Vec-QMDP: Vectorized POMDP Planning on CPUs for Real-Time Autonomous Driving
Xuanjin Jin, Yanxin Dong, Bin Sun, Huan Xu, Zhihui Hao, XianPeng Lang, Panpan Cai
TL;DR
Vec-QMDP introduces a CPU-native, SIMD-optimized POMDP planner for real-time autonomous driving by leveraging the QMDP approximation to decompose belief trees into independent sub-trees and applying data-oriented design to enable global and local vectorization. It couples multi-threading across CPU cores with wide SIMD kernels, and uses a load-balancing UCB to align expansion depth across scenario trees, achieving substantial speedups over serial planners. The approach also includes vectorized belief-space trajectory optimization with cross-scenario evaluation, supported by efficient collision checking via STR-trees and two-stage SIMD kernels. Evaluations on the nuPlan benchmark demonstrate millisecond-level planning and up to 1073× throughput gains in dense traffic, establishing CPUs as a high-performance platform for large-scale planning under uncertainty in autonomous driving.
Abstract
Planning under uncertainty for real-world robotics tasks, such as autonomous driving, requires reasoning in enormous high-dimensional belief spaces, rendering the problem computationally intensive. While parallelization offers scalability, existing hybrid CPU-GPU solvers face critical bottlenecks due to host-device synchronization latency and branch divergence on SIMT architectures, limiting their utility for real-time planning and hindering real-robot deployment.
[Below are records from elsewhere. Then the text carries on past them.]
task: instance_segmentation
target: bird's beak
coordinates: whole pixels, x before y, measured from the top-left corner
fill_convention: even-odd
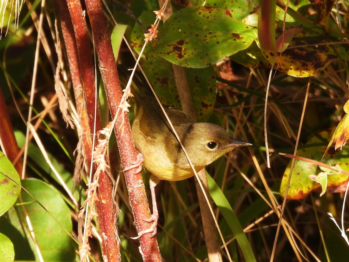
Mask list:
[[[227,148],[232,148],[233,147],[238,147],[240,146],[252,146],[252,144],[250,143],[247,143],[246,142],[242,142],[235,139],[231,139],[231,143],[228,145],[227,147]]]

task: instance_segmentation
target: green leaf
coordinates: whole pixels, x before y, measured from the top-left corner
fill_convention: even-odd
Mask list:
[[[13,261],[15,259],[13,245],[8,238],[0,233],[0,261]]]
[[[154,51],[185,67],[206,67],[243,50],[256,30],[225,14],[224,8],[189,7],[175,13],[160,28]]]
[[[10,160],[0,151],[0,216],[15,203],[20,192],[19,175]]]
[[[24,207],[32,226],[44,260],[74,261],[75,255],[73,241],[68,234],[71,233],[73,227],[70,210],[59,192],[37,179],[22,180],[22,183],[25,189],[21,194],[23,202],[26,203]],[[24,222],[25,219],[23,207],[18,206],[16,209],[21,220],[27,227],[26,223]],[[27,228],[26,232],[29,234]],[[31,239],[29,235],[28,237]],[[33,248],[34,243],[31,243],[31,245],[33,251],[35,250]],[[36,253],[36,251],[35,252]]]
[[[244,232],[244,230],[229,202],[213,179],[207,173],[210,195],[236,238],[246,261],[255,261],[252,248]]]
[[[145,12],[138,19],[143,24],[149,24],[153,22],[154,14]],[[139,53],[144,43],[144,33],[143,29],[136,24],[131,36],[131,44]],[[151,51],[152,44],[151,43],[148,43],[145,49],[141,65],[161,103],[180,109],[172,64],[154,53]],[[216,81],[214,69],[213,67],[187,68],[186,73],[196,120],[206,121],[212,114],[216,101]]]
[[[125,34],[127,26],[125,24],[119,24],[119,27],[123,34]],[[117,61],[118,55],[122,41],[122,36],[120,33],[120,31],[119,31],[117,27],[116,26],[113,29],[113,31],[110,36],[110,39],[111,40],[111,45],[113,48],[113,52],[114,52],[114,56],[115,58],[115,60]]]
[[[319,134],[327,140],[329,140],[334,128],[323,131]],[[315,145],[304,149],[297,151],[297,155],[299,157],[320,161],[322,152],[326,149],[326,146],[319,146],[320,139],[314,137],[309,140],[307,145]],[[321,162],[331,167],[338,165],[336,170],[342,169],[349,171],[347,163],[349,158],[349,150],[347,147],[343,147],[341,151],[331,150],[323,158]],[[280,188],[280,194],[284,197],[286,186],[290,174],[291,161],[290,161],[284,173]],[[331,176],[326,175],[325,180],[321,179],[321,184],[318,181],[311,180],[311,177],[317,177],[320,172],[320,169],[315,164],[305,161],[296,160],[292,172],[290,187],[287,194],[289,199],[301,199],[305,198],[312,191],[327,188],[327,191],[339,192],[345,191],[349,178],[348,176],[341,174],[334,174],[331,171]],[[327,174],[329,174],[328,173]],[[321,176],[320,177],[321,178]],[[327,180],[327,181],[325,181]],[[327,183],[327,184],[326,184]]]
We present Vec-QMDP, a CPU-native parallel planner that aligns POMDP search with modern CPUs' SIMD architecture, achieving $227\times$--$1073\times$ speedup over state-of-the-art serial planners. Vec-QMDP adopts a Data-Oriented Design (DOD), refactoring scattered, pointer-based data structures into contiguous, cache-efficient memory layouts. We further introduce a hierarchical parallelism scheme: distributing sub-trees across independent CPU cores and SIMD lanes, enabling fully vectorized tree expansion and collision checking. Efficiency is maximized with the help of UCB load balancing across trees and a vectorized STR-tree for coarse-level collision checking. Evaluated on large-scale autonomous driving benchmarks, Vec-QMDP achieves state-of-the-art planning performance with millisecond-level latency, establishing CPUs as a high-performance computing platform for large-scale planning under uncertainty.